No one cares about this stuff but techies/Lemmy. Regular people don't care, like at all. They know tech companies do this stuff but if convenience>privacy, most people take the former every time to make life easier. Data privacy is not a tangeable thing in most people's minds.
There would have to be some sort of cataslismic event to wake people up enough for people to do anything meaningful. I don't know what that would be, but I hope someone figures that out sooner rather than later.
I don't think some mass "waking up" event is going to occur, but every time another headline about it shows up, it gets more difficult to ignore or not care about it. and every time someone who's on the fence about the issue will pay more attention to it, and perhaps use the offending platform less. baby steps.

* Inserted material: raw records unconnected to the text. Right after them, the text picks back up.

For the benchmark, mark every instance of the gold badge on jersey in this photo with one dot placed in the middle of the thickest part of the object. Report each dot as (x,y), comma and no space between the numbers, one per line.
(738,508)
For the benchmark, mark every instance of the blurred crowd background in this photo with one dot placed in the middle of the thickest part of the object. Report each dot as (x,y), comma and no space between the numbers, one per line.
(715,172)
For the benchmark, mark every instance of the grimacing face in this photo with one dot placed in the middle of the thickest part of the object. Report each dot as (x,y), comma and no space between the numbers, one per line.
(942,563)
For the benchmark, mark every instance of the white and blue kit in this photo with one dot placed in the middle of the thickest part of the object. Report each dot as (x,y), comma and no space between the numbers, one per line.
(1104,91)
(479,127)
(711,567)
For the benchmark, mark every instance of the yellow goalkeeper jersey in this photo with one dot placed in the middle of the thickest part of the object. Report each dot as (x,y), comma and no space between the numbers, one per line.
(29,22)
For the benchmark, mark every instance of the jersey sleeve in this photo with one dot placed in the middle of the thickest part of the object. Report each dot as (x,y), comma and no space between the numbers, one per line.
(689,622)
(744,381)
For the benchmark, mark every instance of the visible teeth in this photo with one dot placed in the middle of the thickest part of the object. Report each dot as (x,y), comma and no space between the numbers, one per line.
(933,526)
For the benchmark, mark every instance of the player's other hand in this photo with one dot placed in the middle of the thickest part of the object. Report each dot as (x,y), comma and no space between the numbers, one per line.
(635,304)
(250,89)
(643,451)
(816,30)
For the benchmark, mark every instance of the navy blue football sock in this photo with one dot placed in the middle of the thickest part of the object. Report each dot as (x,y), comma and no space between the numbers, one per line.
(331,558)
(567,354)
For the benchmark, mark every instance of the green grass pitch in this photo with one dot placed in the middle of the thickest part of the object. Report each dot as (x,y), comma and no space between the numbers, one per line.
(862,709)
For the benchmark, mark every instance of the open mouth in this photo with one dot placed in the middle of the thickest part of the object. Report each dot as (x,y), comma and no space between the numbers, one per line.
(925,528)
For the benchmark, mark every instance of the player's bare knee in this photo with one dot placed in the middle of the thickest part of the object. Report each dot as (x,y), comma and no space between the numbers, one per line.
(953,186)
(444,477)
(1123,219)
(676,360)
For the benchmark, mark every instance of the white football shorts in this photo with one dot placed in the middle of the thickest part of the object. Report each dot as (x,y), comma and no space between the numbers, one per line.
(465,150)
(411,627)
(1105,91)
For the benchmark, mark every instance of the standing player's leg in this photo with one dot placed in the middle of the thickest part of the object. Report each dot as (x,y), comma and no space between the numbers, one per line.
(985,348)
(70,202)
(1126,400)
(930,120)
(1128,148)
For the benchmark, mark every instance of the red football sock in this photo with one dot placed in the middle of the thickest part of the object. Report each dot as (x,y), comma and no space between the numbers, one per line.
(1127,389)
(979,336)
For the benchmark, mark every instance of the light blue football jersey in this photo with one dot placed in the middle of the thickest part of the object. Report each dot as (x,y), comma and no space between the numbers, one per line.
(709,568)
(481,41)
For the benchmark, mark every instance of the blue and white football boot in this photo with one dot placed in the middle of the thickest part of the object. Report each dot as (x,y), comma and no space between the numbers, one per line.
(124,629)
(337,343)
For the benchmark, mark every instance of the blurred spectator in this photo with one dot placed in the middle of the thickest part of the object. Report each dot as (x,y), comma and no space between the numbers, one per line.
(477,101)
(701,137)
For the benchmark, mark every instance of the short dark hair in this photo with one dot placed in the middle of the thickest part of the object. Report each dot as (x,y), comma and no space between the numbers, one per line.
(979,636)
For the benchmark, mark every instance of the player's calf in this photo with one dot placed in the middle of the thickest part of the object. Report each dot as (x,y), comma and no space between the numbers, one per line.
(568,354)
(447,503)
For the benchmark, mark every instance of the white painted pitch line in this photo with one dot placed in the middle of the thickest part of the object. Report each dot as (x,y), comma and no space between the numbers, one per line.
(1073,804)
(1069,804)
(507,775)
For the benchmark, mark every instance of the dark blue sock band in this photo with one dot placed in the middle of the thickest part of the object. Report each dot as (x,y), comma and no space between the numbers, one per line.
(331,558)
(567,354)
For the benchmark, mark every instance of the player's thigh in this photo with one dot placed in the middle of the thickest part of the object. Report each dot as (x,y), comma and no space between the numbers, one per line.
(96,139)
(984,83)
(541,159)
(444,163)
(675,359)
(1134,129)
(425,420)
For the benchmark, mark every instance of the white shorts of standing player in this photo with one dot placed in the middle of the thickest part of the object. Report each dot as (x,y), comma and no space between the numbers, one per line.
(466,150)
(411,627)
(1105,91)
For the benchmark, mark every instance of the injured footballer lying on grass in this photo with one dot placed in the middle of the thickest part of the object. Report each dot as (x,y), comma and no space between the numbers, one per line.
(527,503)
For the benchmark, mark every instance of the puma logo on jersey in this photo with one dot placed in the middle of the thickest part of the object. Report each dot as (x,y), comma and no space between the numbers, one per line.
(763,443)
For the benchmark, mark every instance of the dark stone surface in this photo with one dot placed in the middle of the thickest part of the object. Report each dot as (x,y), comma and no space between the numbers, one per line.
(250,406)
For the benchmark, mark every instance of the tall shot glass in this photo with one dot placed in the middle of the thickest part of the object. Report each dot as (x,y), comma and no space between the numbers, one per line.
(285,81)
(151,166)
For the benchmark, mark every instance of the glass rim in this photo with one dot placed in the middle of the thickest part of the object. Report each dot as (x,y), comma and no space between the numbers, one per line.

everytime I tell someone there are alternatives to using Google/Apple/etc their response is, "but it's just so easy". I guess you can cal my view of that jaded, but people really don't care? I mean I'm not trying to be defeatest at all, it's just trying to accurately appraise people's apathy to apply a proper resolution to the problem.
The solution has to make it "easy" for people because that is what they expect of technology now.
Honestly I'm too apathetic to care if what you're saying is accurate or not. I am asking what are you trying to accomplish by convincing apathetic people they're apathetic?
Oh you can't change apathy really. I was just suggesting if privacy friendly tech (ie: Linux) is to go mainstream, that it would have to be "easier" than what is currently out there to gain mainstream popularity.
Desktop linux is almost there, but the general population mostly uses mobile devices now, and phone Linux seems to be a dying prospect.
I don't think this is true. Most people do care, in my anecdotal experience. I am not in tech circles. It is not a niche thing to be concerned about these days.
Eh, most do care, they just don't do anything about it. My siblings and brothers don't like that companies like Google and Facebook harvest so much data, yet they continue using them.
So whether people care isn't a particularly interesting question, I'm more interested in what people are willing to do about it. Will they change what services they use? Would they change who they vote for (if a party actually prioritized privacy)? How much are they willing to pay to not have data harvested? And so on. Those are interesting questions.
Disagree. I think everyone deserves a reasonable degree of privacy and interoperability and choice as a protected right, within the markets and services we already have.
I agree with that as well, I just don't think the average person puts that at the top of their voting priorities, and as such, the major candidates don't say anything about privacy when running for office.
I feel like positioning the 'average person' as always disengaged or never doing enough reads more like an attempt to define in/out groups than a genuine effort to actually do anything about the problem.
Understanding the average person (or rather, the mode of the population on a given topic) helps to craft a strategy. If the average person doesn't prioritize privacy, the solution probably isn't to run a big campaign around a privacy bill, but to attack the issue of privacy at the fringes on things the average person does care about (e.g. right to repair for farmers, cars, and consumer devices; even abortion). You can point to privacy as being the main, underlying theme here, but focus the energy on things that actually have a chance of success.